1.3 Identity attack vectors & defenses

Modern attackers rarely "crack passwords." They steal tokens or abuse consent, often bypassing MFA entirely.

Token theft & replay (incl. PRT and AiTM)

Refresh / Primary Refresh Token (PRT) theft: malware on an endpoint extracts the Windows PRT or browser refresh/session tokens and replays them from attacker infrastructure, inheriting the user's authenticated session — including MFA — because the token already represents a completed MFA.
Adversary-in-the-Middle (AiTM): reverse-proxy phishing kits (e.g., Evilginx-style) sit between the user and the real IdP, relay credentials and the MFA prompt, and capture the resulting session cookie. This defeats traditional (non-phishing-resistant) MFA.

Defenses: 1. Phishing-resistant MFA (FIDO2/passkeys, Windows Hello for Business, certificate-based auth) — the cryptographic binding can't be relayed by a proxy. 2. Token Protection / token binding (Entra) — binds the refresh token/session to the device so a stolen token is useless elsewhere. 3. Continuous Access Evaluation (CAE) — near-real-time revocation: when risk is detected or the user is disabled, access is cut within minutes instead of waiting for token expiry. 4. Conditional Access requiring compliant devices for sensitive apps — a stolen token from an unmanaged device fails policy.

A malicious multi-tenant OAuth app requests high-privilege Microsoft Graph scopes (e.g., Mail.Read, Files.ReadWrite.All, offline_access). A tricked user clicks Accept, and the attacker gets persistent, MFA-independent access via the granted OAuth token — no password needed, survives password resets.

Defenses: 1. Restrict user consent to verified publishers and low-impact, well-understood permissions only; route everything else through an admin consent workflow. 2. Publisher verification — surface and require verified publisher status. 3. App governance (Defender for Cloud Apps) to detect risky/over-privileged OAuth apps and anomalous app behavior. 4. Periodically review and revoke unused enterprise app grants and delegated permissions.

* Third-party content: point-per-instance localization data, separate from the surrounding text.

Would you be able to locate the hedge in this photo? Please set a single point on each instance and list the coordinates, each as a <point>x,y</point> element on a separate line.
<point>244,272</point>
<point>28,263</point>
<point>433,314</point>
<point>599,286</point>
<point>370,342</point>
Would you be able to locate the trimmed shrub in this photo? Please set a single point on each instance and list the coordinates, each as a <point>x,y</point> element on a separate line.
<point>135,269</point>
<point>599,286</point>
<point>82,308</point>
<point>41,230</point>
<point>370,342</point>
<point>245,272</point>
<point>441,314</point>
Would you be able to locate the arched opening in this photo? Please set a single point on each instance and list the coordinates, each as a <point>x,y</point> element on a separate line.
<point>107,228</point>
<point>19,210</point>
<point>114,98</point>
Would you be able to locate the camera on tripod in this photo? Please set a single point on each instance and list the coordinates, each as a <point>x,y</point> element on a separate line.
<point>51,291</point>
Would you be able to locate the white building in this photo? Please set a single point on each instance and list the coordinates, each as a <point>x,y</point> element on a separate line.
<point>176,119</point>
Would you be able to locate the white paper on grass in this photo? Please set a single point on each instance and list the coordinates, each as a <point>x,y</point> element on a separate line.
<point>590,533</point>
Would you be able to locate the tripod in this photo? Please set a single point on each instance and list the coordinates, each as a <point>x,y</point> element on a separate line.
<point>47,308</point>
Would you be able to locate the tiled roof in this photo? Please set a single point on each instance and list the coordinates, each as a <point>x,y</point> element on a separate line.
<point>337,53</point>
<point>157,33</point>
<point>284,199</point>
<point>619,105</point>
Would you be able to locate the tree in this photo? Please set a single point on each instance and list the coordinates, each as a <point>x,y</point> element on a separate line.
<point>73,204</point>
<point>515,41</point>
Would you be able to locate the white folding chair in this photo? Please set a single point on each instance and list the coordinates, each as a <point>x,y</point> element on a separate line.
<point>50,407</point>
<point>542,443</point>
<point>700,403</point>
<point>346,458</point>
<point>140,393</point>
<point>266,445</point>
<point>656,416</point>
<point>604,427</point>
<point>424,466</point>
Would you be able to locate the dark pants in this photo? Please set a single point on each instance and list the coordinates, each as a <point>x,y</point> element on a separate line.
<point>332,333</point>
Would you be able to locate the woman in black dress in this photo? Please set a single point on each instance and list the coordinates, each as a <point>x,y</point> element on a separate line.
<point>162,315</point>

OAuth / OIDC implementation misconfiguration

(See the companion writeup docs/research/oauth-misconfigurations for depth.) Briefly: overly broad redirect URIs, missing state/nonce validation, implicit flow, and excessive scopes lead to token leakage and CSRF/code-injection. Mitigations: exact-match redirect URIs, mandatory PKCE (S256), state+nonce validation, least-scope requests, short-lived tokens.

Service principal & key theft

Hard-coded client secrets in repos, pipeline variables, or container images are prime targets and are continuously scanned for by adversaries. Mitigation: migrate to workload identity federation (§1.1) and managed identities; where secrets are unavoidable, store them in Key Vault with rotation and access logging (see Section 3).

Turning control failures into detections

Every defense above has a telemetry signal. Wire these into the SIEM (Section 4):

Attack	Primary signal(s)	Sentinel table
AiTM / token replay	Impossible travel, unfamiliar sign-in properties, token issuer anomalies	`SigninLogs`, `AADUserRiskEvents`
Consent phishing	New OAuth grant to high-privilege scopes	`AuditLogs` (Category `ApplicationManagement`, "Consent to application")
PIM abuse	Activation outside business hours; activation immediately followed by resource changes	`AuditLogs` (PIM) joined to `AzureActivity`
SP secret abuse	Non-interactive sign-ins from new IPs/ASNs for a service principal	`AADServicePrincipalSignInLogs`

Best practices summary

Eliminate secrets: WIF/OIDC for CI/CD and cross-cloud; managed identities inside Azure; Entra Workload ID for Kubernetes.
Scope federation tightly: pin sub to a repo + branch/environment and validate aud; prune stale federated credentials.
Least privilege, just-in-time: PIM for roles and groups; no standing Tier-0 access; approvals, MFA, short activations, access reviews.
Layered Conditional Access: block legacy auth; phishing-resistant MFA for admins; risk-based step-up; break-glass exclusions; report-only first.
Beat token theft & consent abuse: phishing-resistant MFA, Token Protection, CAE, restricted user consent + admin consent workflow, app governance.
Instrument everything: route identity telemetry to the SIEM and build the detections in Section 4.